Quantum computer – a completely new computer technology
The hottest right now on the computer front are quantum computers. Researchers at Chalmers have shown that they can solve a small part of a real logistics problem with their small but well-functioning quantum computer.The challenge with quantum computers is that the “processors” areextremely sensitive and unstable. The bits, which consist of quantum particles and are called qbits, can have the value zero and one at the same time, so-called superposition, until a reading is made, whereupon the value is stabilized to either zero or one with a certain probability.
A research team from Chalmers has shown that their quantum technology can solve a real problem in the aviation industry: to plan the routes of the aircraft in an optimal way. A quantum computer means a real addition to Chalmers’ toolbox, a completely new technology that opens up hitherto unimagined possibilities. Researchers have shown that Chalmers has the ability to solve real-world problems on our quantum processor; so far with few quantum bits, but they work well. They have now scaled up and are currently working with five quantum bits. The plan is to reach at least 20 quantum pieces by 2021 without sacrificing performance. A possible benefit of quantum computers in healthcare in the near future, lies in studies of genome (genomics) for diagnosis, prediction and prevention in a number of different diseases.
Chalmers quantum processors are built from superconducting quantum bits, in the form of electrical circuits on a microchip that can put individual photons in quantum states. The operations must take place in a cryostat, very close to the absolute zero point, in order for the circuits to be superconducting, ie to conduct current completely without resistance. Connecting many quantum bits is relatively easy, but having control of quantum states and making error corrections is difficult. Today, researchers are learning to master their first generation quantum computer made up of three quantum bits.
At Chalmers, we have chosen to group the societal challenges we face in the following three areas, says Martin Fagerström.

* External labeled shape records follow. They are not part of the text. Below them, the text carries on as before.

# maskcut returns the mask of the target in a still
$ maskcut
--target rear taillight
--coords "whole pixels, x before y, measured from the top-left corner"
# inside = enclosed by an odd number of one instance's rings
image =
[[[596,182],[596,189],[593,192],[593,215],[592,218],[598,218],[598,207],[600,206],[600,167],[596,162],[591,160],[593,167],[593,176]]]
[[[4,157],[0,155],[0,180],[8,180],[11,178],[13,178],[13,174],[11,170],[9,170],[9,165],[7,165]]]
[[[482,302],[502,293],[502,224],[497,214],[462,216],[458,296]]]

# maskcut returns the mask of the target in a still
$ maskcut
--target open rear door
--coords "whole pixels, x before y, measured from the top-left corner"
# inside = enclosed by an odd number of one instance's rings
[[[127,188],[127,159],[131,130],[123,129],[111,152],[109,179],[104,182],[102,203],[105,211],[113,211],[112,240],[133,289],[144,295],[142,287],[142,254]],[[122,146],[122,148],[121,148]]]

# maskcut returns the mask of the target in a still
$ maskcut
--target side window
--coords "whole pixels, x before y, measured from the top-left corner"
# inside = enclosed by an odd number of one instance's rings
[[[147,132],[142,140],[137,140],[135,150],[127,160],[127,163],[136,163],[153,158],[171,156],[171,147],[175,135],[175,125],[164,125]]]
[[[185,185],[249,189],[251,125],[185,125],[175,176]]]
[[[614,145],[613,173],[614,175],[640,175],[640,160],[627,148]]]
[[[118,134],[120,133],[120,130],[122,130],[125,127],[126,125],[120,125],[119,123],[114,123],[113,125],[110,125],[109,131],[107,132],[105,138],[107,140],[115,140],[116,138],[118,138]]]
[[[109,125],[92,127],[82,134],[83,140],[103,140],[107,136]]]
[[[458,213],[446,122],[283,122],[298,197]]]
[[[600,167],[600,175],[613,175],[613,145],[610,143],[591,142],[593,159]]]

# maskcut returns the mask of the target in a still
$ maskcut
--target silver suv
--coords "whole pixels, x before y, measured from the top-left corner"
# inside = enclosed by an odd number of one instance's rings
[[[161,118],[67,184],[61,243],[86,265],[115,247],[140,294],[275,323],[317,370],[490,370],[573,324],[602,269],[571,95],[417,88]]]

• Health – changing population and new diseases • Health – increased need for care in a society with limited resources • Health, climate and sustainability
The challenges are great for Swedish healthcare and thus for Chalmers Health Engineering Area of Advance. But as reported above with a selection of Chalmers broad frontline research, we are today considerably better equipped to meet the challenges with joint effort, concludes Martin Fagerström.